As companies around the world look to get a jump on AI efforts, there’s one major question: with dozens of potential AI use cases but limited resources, how can organizations prioritize the right projects?
The key to leading successful initial AI projects is choosing use cases that:
- Have high business value and
- Have a high likelihood of success.
Note that this primarily applies to an organization’s first efforts in AI, not necessarily all future AI projects. Why? Because not properly quantifying potential AI use cases with the right questions up front puts executive sponsorship for future endeavors at risk - it is critical to be able to measure expected lift and make an impact in order to instill trust in the initiative and secure support for future initiatives.
A Framework for Choosing an AI Project
An ideal AI project will have clear and compelling answers to each of these questions:
- WHO will this project benefit?
- HOW will it specifically improve experience or outcomes, and HOW can this be measured?
- WHY is using AI for this purpose better than existing processes?
- WHAT is the upside if it succeeds, and WHAT are the consequences if it fails?
- WHERE will the data come from, and does it already exist?
- WHEN should an initial working prototype and, subsequently, a final solution in production be delivered?

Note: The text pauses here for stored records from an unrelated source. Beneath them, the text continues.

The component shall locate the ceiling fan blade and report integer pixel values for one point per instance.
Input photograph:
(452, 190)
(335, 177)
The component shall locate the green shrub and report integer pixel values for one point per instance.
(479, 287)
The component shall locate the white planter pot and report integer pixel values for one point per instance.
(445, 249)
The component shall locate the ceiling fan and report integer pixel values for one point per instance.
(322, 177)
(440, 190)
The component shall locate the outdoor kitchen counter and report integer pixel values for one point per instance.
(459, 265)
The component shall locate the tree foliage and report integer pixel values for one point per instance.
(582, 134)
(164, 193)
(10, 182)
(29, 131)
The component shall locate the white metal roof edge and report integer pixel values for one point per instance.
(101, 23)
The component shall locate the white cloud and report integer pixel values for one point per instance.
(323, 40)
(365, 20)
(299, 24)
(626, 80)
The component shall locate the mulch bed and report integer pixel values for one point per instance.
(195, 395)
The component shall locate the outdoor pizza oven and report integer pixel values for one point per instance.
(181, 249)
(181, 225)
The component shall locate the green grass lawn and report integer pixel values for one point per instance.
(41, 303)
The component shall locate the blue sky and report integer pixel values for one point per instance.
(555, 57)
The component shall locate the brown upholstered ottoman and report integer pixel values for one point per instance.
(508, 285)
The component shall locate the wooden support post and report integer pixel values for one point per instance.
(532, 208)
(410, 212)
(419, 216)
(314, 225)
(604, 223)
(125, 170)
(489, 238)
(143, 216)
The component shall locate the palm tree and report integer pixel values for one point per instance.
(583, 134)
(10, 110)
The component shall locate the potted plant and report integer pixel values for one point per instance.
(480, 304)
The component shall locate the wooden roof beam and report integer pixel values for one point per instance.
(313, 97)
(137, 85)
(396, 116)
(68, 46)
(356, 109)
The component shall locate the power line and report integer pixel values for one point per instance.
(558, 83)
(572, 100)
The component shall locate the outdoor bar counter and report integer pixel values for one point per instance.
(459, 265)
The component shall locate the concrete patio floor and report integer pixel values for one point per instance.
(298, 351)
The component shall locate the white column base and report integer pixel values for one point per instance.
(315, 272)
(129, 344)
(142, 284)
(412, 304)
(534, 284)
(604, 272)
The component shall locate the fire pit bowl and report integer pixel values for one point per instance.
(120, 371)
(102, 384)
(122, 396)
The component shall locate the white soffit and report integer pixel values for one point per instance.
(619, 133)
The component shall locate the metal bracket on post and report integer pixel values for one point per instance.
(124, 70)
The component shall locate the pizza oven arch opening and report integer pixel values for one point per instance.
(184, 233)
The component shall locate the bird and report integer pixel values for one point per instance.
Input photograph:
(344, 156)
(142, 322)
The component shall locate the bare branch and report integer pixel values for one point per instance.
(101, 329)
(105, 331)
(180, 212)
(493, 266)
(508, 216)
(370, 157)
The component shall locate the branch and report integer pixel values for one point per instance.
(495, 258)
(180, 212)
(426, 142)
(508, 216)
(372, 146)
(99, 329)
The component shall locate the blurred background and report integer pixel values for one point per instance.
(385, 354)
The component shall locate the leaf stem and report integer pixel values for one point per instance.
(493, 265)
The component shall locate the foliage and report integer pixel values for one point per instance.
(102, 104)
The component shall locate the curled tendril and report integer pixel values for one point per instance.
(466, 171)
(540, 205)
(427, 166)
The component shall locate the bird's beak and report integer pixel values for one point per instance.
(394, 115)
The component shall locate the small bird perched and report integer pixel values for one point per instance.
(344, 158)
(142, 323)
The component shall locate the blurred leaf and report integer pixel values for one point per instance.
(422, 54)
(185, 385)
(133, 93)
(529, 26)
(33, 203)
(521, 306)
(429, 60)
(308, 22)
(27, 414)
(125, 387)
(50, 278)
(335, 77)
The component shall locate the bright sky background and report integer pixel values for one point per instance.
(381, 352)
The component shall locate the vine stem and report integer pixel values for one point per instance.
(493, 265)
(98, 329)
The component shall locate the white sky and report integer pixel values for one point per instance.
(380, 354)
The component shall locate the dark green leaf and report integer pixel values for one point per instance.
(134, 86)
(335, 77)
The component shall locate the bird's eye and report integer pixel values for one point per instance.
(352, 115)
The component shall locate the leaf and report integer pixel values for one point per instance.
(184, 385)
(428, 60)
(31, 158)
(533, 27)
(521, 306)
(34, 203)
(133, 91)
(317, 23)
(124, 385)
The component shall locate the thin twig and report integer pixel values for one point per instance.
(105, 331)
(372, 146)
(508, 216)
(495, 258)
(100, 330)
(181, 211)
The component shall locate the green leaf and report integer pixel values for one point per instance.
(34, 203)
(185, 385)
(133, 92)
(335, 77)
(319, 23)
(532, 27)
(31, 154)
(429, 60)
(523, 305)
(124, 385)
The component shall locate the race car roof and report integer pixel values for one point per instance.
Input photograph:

Ultimately, defining each of these questions requires one underlying strategy: collaboration. That is, the only way to really define AI projects before getting started in a way that will make them successful is to involve everyone, from the business to IT and those in between. Communicating on what the stakes are, current processes, deliverables, timeline, etc.: these important components cannot simply be decided on and dictated from a data scientist or even a larger data team alone.